Creating a preventive cancer vaccine would be an attractive idea, but it is unlikely to happen before 2030
But for cardiovascular, respiratory, or rare hereditary diseases, the term “vaccination” may not be appropriate. Instead, mRNA therapy is used, in which the mRNA enters the cell and starts producing the necessary protein, leading to an improvement in the disease's course or even a complete cure.
Developments in oncology and cardiology
Moderna released preliminary findings on its melanoma vaccine at the end of 2022, indicating positive results. However, these results are not sufficient to claim a significant breakthrough. With a limited number of patients and only one year of follow-up, the effectiveness of the drug remains uncertain until the upcoming Phase 3 trials. It is important to note that this therapy targets only one of hundreds of cancer types and does not guarantee a complete cure for all patients, but rather aims to enhance existing treatments. This personalized therapy is not suitable for everyone, as it depends on identifying specific mutations in the individual, which carries the risk of errors, lack of information, and the diverse nature and evolution of tumor cells. These factors are among the reasons why personalized cancer vaccines have yet to prove entirely effective.

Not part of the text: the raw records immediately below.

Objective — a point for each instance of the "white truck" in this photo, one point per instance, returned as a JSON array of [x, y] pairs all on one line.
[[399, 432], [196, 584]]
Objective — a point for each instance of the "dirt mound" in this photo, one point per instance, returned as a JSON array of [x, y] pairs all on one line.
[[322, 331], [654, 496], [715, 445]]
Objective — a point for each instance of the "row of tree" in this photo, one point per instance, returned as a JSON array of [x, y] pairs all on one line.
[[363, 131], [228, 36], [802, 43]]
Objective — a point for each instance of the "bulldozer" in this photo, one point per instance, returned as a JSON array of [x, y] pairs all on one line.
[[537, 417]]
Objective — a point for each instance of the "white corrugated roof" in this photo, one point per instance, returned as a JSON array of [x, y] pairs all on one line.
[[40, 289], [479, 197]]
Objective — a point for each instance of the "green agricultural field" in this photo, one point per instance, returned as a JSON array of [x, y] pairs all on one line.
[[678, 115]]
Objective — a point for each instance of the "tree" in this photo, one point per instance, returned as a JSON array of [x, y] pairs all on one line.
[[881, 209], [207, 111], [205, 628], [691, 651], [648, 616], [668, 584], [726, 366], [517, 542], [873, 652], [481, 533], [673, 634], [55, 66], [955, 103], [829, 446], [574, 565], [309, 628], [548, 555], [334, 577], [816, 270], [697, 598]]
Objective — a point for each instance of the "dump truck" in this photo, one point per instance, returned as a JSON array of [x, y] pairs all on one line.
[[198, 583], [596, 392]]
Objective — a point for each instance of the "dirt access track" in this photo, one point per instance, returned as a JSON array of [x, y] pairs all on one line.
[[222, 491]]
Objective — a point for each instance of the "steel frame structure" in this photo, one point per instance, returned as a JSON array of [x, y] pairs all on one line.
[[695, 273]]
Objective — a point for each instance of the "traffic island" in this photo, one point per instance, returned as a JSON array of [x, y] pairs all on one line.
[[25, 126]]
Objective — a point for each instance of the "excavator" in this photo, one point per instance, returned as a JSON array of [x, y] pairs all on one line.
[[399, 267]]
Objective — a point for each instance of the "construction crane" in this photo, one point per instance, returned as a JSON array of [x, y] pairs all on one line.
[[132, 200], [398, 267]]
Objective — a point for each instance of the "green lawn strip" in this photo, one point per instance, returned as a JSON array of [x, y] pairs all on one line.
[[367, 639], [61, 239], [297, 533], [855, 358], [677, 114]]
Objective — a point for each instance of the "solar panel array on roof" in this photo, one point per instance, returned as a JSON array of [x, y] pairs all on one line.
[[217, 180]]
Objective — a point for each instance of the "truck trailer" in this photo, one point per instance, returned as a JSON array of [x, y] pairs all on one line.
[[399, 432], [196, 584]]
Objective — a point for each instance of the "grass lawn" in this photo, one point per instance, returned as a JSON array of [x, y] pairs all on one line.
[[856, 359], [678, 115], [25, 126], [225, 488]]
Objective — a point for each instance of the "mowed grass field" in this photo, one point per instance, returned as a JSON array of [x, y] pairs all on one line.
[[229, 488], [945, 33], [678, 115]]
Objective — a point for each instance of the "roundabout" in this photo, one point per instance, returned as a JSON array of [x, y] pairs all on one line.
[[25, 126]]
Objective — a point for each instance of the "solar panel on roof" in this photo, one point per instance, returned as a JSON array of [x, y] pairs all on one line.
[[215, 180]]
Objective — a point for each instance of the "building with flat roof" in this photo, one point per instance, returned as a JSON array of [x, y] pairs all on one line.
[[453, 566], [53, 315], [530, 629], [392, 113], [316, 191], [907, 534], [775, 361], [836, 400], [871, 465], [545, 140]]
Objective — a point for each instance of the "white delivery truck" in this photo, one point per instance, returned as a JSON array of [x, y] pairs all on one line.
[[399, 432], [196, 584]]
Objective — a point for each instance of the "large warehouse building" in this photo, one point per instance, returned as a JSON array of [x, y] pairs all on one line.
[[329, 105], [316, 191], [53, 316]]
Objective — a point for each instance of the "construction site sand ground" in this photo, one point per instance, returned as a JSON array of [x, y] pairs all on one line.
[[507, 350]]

Moderna released preliminary findings on its melanoma vaccine. But it's not a breakthrough
Moderna has several other anti-cancer products, but they are all early-onset and therefore very risky.
Moderna's early-stage development of a therapy for cardiovascular disease employs an approach that has previously failed in clinical trials. While there is a possibility that Moderna may achieve success with this therapy, it remains a relatively specialized area of research. Creating a universal “vaccine” for all cardiovascular diseases is unlikely to be feasible.
What to expect in the future
However, the field of biopharmaceutical development extends beyond just Moderna and RNA-based products. Each year, new treatments emerge utilizing both traditional approaches, such as low molecular weight substances and antibodies, as well as cutting-edge technologies like gene and cell therapy, or Zolgensma. These therapies have the potential to cure previously untreatable diseases, but they remain expensive and niche products for rare diseases, often costing millions of dollars. Thousands of developments are underway for more common diseases like autoimmune and cardiovascular diseases, among others, and it is likely that some of these will prove successful by 2030. However, it is unlikely that the issues surrounding cancer, autoimmune diseases, and infectious diseases will be fully resolved in the next seven years.
New therapies have the potential to cure previously untreatable diseases, but they remain expensive and niche products for rare diseases
Regrettably, the cost of new developments is very high, ranging from tens to hundreds of thousands of dollars, and in some cases even millions, making them unaffordable for people in developing countries. However, these countries have more pressing issues such as hunger, lack of access to clean water, and infectious diseases. We can only hope that as these pressing issues are addressed, the cost of new developments will decrease and become more accessible to everyone, similar to the way antibiotics were initially expensive but became more affordable over time.
So, it is possible that the director of Moderna is doing this interview as part of a PR campaign to generate public and investor interest, particularly in light of declining COVID vaccine sales. While the public may quickly forget the details of Burton's promises, the interview is likely to generate immediate attention. Moderna's CEO, Stephane Bancel, has recently testified before the U.S. Congress to defend the company's pricing policies and the broader pharmaceutical industry. This is an important mission as politicians and the public are quick to criticize pharmaceutical companies, despite their role in saving millions of lives during the pandemic and developing new drugs. However, some may view Burton's statements as lacking in professionalism.